Revenue Note for Guidance

The content shown on this page is a Note for Guidance produced by the Irish Revenue Commissioners. To view the section of legislation to which the Note for Guidance applies, click the link below:

Revenue Note for Guidance

413 Profits or assets available for distribution

Summary

This section and the 6 following sections provide for the definition of and interpretation of the terms used in section 412. The purpose of this group of sections is to identify the real and ultimate equity interest in the company and it requires that, to qualify for group relief, the parent company must have the required percentage of these ultimate equity interests.

Details

“Fixed-rate preference shares”

(1) & (2) “fixed-rate preference shares” are shares which —

  • are issued for “new consideration” (within the meaning of section 135),
  • do not carry any conversion right or right to acquisition of additional shares,
  • carry rights only to fixed dividends which must not exceed a reasonable commercial return, and
  • on repayment carry rights to no more than the original new consideration or an amount reasonably comparable with what would be normal on a Stock Exchange for quoted fixed-dividend shares.

“Equity holder”

(3)(a) A “normal commercial loan” is a loan of new consideration or including new consideration (new consideration has the same meaning as in section 135). Excluded are loans which —

  • carry conversion rights in respect of shares or securities,
  • carry entitlement to interest the amount of which depends on the company’s profits or asset value and which exceeds a reasonable commercial return on the new consideration, or
  • entitle the loan creditor on repayment of the loan to an amount exceeding the new consideration which was given and which when compared with the Stock Exchange returns on similar issues is excessive.

(3)(b) An “equity holder” includes, as well as a holder of ordinary shares (being all shares other than fixed-rate preference shares), a loan creditor in respect of a non-commercial loan. The reference in section 412 to profits or assets available for distribution to an equity holder does not include profits or assets available for distribution to the equity holder otherwise than by reason of the equity holder’s shareholding or loan.

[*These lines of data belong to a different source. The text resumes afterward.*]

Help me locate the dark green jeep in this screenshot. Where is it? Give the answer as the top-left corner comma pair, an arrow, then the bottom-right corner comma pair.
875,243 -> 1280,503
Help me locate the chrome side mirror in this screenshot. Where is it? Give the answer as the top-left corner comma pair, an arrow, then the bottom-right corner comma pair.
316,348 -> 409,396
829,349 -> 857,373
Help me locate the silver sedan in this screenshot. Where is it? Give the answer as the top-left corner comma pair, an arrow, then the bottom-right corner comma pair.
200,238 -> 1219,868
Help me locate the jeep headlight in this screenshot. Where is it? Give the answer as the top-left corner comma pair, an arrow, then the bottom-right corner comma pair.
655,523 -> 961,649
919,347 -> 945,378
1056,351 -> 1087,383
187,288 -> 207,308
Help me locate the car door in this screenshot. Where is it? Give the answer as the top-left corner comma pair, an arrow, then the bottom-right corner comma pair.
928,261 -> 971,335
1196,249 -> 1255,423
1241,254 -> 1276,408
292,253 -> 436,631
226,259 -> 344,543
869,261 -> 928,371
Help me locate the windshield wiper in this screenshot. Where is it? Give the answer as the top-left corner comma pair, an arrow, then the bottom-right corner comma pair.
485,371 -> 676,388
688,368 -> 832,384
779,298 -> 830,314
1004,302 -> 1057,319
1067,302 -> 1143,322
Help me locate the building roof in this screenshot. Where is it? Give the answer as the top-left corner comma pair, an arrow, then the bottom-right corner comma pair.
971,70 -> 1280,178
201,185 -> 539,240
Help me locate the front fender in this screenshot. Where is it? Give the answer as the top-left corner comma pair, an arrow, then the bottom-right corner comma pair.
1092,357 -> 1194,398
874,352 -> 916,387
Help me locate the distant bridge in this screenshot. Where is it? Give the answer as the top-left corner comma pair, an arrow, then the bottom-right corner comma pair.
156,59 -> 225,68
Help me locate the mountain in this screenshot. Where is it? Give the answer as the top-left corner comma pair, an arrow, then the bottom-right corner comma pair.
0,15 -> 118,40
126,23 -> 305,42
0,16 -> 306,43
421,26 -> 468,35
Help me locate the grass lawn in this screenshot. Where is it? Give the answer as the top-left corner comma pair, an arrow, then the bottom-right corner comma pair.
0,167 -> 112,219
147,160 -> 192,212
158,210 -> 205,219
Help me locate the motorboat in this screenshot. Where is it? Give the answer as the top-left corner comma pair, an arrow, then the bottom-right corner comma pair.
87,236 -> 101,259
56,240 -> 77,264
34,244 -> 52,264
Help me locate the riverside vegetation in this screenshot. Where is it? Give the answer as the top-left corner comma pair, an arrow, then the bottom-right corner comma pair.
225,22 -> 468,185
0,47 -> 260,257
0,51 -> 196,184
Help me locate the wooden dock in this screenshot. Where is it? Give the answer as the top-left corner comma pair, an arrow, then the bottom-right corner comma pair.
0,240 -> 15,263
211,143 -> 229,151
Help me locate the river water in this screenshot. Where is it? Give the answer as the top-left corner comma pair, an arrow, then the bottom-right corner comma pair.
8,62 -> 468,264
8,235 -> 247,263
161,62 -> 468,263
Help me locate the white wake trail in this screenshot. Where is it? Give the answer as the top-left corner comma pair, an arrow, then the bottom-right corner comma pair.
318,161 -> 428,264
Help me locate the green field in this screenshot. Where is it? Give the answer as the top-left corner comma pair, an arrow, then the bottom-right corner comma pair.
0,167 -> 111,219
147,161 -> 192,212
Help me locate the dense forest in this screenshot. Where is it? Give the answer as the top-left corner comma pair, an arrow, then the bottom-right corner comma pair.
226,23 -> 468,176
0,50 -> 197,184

If the holder of ordinary shares acquires a bonus issue of fully paid up fixed-rate preference shares (without any new consideration – within the meaning of section 135), these latter shares, are not to be regarded as fixed-rate preference shares. They, therefore, rank as “ordinary shares” for the purposes of the definition of “equity holder”.

If this shareholder then sells the real ordinary shares, the shareholder will still be an “equity holder”. This does no harm, however, since the qualifications for group relief imposed by section 412 are additional to those in section 9, which require that the parent holds 75 per cent (or 90 per cent) of the ordinary share capital; and section 413 does not affect section 9.

(5) & (6) Included as an equity holder is any person who uses for the purposes of that person’s trade assets which are owned by the company and who has directly or indirectly provided the funds for the purchase by the company of those assets. This provision is not to apply in the case of a bank which makes a loan in the ordinary course of its banking business.

The term “equity holder” is also used in the following sections, namely, sections 413(5), 414(1), 415(1), (3) & (4)(b), 416(1), (2) & (4), 417(1), (2) & (3) and 418. All of these sections, however, merely provide additional rules for the purposes of section 412.

Loan creditor

(4) For the purpose of the definition of “equity holder”, the definition of “loan creditor” contained in section 433(6) (other than paragraph (b) of that subsection) is applied. Loan creditor includes any person holding redeemable loan capital issued by the company and any person to whom the company is indebted for money borrowed or capital assets acquired by it, and also any person entitled to a debt from the company in return for a right to receive income and any person who has received or will receive substantially more from the company than the value of the consideration the person has given it. Paragraph (b) of section 433(6), which excludes a bank in respect of money lent in the ordinary course of its banking business, is not applied, since a loan creditor will be an equity holder only if the loan is not a normal commercial loan.